Quasi fosse un episodio minore della serie "Lost", quasi ispirata da una turbolenta indigestione stevensoniana, quasi al modo d'una lunga catena di sant'Antonio di informazioni e notizie inanellate che si succedono l'un l'altra arrivando sempre nel momento più opportuno la pellicola procede mandando avanti forzatamente una trama agghindata ad hoc coi belletti della peggior fucina hollywoodiana. Gli effetti sciatti nell'era del cinema digitale risaltano subito anche all'occhio dello spettatore meno smaliziato che provando a concentrarsi sulla storia intrisa d'un esotico che oramai sa di posticcio si trova sperduto in un oceano di cattive trovate (The Rock che con tanto di ukulele alla mano intona "

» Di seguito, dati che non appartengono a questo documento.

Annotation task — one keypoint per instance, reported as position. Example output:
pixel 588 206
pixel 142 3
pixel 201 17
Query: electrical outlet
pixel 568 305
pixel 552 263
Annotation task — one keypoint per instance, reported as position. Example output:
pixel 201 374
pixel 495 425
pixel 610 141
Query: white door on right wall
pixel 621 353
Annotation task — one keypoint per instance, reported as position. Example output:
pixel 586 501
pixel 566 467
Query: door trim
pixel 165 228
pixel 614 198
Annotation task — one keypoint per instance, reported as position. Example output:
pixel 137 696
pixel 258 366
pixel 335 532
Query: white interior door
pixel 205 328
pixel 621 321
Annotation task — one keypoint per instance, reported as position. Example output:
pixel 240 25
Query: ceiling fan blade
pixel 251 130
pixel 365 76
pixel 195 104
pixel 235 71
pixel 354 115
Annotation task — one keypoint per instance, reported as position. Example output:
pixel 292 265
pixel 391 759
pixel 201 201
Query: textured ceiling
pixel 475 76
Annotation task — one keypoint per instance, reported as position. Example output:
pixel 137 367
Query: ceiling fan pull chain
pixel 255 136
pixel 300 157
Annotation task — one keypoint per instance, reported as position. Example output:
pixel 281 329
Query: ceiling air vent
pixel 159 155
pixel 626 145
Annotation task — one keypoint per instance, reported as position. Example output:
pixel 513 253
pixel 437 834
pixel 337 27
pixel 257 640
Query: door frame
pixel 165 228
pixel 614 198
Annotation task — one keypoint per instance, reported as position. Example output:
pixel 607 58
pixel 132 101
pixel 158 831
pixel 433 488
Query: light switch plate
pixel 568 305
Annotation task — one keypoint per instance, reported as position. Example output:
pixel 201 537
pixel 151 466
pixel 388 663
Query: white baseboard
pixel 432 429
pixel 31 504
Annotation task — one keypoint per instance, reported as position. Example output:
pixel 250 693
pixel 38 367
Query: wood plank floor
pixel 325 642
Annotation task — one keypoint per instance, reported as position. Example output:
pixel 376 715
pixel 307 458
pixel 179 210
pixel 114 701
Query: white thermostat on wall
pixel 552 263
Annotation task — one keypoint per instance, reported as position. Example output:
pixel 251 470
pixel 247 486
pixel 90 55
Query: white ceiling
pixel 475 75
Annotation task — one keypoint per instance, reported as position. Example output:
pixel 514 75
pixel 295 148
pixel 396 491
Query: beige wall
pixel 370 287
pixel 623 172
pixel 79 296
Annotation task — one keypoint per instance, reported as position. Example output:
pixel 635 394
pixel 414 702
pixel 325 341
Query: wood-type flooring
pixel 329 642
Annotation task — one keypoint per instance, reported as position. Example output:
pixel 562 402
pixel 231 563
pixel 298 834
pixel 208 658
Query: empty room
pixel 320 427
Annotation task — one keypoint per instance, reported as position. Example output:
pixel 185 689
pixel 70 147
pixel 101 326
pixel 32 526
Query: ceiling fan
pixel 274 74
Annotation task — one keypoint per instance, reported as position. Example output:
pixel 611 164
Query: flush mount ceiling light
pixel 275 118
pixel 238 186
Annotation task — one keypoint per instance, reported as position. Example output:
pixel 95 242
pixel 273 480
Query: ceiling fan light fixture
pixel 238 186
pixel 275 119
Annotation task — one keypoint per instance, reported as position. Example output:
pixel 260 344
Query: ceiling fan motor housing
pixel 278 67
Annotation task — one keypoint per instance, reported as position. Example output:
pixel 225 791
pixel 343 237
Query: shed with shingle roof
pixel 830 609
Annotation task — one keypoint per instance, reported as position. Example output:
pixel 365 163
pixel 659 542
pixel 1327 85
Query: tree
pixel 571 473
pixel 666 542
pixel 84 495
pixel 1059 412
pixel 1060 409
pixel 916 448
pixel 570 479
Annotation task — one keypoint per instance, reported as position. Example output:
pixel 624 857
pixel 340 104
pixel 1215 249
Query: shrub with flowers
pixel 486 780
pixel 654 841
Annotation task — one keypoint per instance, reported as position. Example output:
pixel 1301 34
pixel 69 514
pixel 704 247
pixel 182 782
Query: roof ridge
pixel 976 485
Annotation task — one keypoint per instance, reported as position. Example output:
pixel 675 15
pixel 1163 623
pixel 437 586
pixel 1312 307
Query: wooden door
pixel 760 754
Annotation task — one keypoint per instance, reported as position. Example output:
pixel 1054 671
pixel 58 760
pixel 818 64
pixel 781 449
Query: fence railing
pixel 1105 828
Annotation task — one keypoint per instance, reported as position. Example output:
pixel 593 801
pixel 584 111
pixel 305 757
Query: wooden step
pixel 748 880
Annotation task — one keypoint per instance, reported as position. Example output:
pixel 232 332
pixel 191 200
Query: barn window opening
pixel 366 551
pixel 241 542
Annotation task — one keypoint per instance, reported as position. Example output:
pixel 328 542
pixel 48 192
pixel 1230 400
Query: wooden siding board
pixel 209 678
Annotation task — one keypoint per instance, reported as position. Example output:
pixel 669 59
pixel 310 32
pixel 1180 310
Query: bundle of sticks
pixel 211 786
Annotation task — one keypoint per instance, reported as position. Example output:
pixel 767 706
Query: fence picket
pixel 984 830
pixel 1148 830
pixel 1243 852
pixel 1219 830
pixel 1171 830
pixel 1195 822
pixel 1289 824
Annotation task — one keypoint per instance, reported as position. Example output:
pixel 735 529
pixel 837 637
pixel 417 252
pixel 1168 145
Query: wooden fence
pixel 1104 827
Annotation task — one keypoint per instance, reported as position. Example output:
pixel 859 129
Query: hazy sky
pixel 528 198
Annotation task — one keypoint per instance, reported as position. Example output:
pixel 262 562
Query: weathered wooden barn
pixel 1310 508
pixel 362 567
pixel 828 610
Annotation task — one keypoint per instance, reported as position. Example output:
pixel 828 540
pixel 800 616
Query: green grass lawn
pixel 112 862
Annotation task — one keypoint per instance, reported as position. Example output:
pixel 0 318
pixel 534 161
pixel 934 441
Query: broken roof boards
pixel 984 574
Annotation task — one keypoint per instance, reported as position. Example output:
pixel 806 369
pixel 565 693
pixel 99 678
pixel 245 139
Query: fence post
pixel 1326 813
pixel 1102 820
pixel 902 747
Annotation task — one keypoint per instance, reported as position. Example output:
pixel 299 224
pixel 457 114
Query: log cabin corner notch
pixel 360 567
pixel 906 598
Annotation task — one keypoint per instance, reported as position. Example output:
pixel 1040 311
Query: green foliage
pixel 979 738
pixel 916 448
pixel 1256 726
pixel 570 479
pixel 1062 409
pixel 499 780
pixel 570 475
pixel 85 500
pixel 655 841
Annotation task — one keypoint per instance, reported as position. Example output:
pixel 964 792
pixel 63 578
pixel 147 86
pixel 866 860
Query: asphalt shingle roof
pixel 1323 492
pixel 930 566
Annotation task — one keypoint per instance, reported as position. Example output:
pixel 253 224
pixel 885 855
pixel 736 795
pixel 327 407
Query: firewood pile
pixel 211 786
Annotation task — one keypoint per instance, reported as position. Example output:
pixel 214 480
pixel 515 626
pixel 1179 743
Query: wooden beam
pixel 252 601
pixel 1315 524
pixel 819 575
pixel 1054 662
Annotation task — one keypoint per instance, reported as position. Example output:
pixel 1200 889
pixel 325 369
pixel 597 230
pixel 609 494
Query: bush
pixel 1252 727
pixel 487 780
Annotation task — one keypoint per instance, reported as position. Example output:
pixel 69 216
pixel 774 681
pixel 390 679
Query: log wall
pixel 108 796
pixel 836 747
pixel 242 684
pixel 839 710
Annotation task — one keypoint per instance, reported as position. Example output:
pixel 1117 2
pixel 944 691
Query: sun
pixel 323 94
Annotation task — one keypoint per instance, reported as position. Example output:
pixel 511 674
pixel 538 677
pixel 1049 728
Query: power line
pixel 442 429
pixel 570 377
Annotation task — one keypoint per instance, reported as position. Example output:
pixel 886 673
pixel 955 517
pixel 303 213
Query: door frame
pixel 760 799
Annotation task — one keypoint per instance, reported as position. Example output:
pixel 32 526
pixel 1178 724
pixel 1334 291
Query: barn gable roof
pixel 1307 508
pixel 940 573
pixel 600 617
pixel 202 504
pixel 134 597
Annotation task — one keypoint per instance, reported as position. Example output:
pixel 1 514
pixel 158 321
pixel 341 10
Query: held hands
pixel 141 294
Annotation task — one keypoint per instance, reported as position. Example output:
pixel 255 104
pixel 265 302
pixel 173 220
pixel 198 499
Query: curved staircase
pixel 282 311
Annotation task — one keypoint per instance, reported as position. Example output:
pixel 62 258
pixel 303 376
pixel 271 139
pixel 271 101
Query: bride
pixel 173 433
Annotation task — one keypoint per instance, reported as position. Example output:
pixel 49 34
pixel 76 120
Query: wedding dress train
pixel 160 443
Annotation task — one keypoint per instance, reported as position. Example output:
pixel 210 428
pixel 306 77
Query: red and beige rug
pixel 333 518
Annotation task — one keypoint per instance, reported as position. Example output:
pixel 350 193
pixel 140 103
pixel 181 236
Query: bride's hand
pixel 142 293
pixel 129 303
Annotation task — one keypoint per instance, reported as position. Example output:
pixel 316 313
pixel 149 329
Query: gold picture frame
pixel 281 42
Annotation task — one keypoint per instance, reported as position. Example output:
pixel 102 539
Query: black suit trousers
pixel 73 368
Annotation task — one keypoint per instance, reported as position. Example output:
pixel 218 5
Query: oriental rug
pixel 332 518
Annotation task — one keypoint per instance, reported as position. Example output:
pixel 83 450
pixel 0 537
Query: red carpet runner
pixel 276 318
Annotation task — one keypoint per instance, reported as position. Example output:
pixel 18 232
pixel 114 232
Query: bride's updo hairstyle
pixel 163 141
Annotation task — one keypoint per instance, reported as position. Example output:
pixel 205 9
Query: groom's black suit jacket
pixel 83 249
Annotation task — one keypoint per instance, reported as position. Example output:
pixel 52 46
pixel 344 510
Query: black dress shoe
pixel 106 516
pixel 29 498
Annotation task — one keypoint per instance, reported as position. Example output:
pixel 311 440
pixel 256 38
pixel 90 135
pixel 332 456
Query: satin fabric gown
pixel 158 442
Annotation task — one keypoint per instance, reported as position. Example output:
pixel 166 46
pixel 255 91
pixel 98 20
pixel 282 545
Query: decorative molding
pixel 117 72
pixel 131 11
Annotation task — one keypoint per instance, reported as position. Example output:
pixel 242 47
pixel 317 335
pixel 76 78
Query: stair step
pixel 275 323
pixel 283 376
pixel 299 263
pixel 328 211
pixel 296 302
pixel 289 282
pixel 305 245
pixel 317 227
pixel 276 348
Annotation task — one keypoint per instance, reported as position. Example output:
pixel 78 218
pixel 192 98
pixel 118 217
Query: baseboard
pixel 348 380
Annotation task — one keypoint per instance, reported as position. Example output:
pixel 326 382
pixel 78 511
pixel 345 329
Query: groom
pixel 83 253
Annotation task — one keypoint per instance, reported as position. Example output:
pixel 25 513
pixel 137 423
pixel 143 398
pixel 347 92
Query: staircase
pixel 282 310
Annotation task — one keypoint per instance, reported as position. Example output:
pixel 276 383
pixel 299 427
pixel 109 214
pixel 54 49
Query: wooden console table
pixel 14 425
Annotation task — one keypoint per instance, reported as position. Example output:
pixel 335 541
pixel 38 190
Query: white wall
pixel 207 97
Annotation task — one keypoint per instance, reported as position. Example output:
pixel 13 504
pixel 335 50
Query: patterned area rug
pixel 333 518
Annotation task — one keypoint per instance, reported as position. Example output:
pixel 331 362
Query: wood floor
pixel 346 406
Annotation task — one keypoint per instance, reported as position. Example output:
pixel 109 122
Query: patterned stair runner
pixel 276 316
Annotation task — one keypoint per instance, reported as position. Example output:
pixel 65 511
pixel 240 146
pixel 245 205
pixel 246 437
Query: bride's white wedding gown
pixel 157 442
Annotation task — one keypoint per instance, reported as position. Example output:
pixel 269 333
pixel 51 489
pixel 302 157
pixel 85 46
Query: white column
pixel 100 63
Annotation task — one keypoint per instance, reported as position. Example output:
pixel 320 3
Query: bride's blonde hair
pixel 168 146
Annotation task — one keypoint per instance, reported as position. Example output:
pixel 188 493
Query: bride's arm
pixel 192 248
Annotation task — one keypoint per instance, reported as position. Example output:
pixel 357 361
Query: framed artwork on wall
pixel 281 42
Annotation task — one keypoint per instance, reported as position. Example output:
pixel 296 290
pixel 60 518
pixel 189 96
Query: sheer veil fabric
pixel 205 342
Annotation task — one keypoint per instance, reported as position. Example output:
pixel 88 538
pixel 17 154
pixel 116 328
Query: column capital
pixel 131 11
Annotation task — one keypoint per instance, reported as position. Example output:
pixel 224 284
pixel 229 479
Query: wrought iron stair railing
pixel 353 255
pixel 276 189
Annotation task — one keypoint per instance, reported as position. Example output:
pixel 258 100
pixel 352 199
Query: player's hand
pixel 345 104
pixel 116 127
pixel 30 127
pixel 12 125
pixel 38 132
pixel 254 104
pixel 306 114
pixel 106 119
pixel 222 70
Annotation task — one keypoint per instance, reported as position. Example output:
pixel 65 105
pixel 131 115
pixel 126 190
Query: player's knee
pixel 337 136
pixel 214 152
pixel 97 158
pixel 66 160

What a wonderful world" valga da esempio sopra a tutto il resto). Tra i salti mortali che Peyton prova a fare per rendere il tutto intrigante poco resta di intentato, nei risultati poco resta di convincente al di là di quei luccicanti specchietti per le allodole cinematografiche che alla fine dei conti sembrano essere state catturate (240 miliondollari di incassi contro ad un investimento di 80).
Chiamatelo "film per ragazzi" se volete, io dico piuttosto "spazzatura" perché di interessanti lavori dedicati anche ai più giovani ne possiamo trovare in abbondanza anche solo nella passata stagione cinematografica (partendo dalle spielberghiane avventure di
Tintin) mentre ora ci troviamo a fronteggiare il puro male fattosi celluloide nell'incarnazione d'un fastfood cinematografico: siediti e prendi la tua porzione d'avventura in formato famiglia senza dover chiedere e chiederti nulla, senza il bisogno di porre domande, senza nulla più di quello che scorre sulla pellicola. Se la lezione che uno dei grandi del cinema dei nostri giorni vorrebbe regalarci con "
Hugo Cabret" sta nella potenza immaginifica che la settima arte può suscitare tanto da stravolgere la vita di chiunque ora ci troviamo dinanzi alle soglie del cimitero dei sogni. Alla effettiva morte celebrale degli spettatori. R.I.P.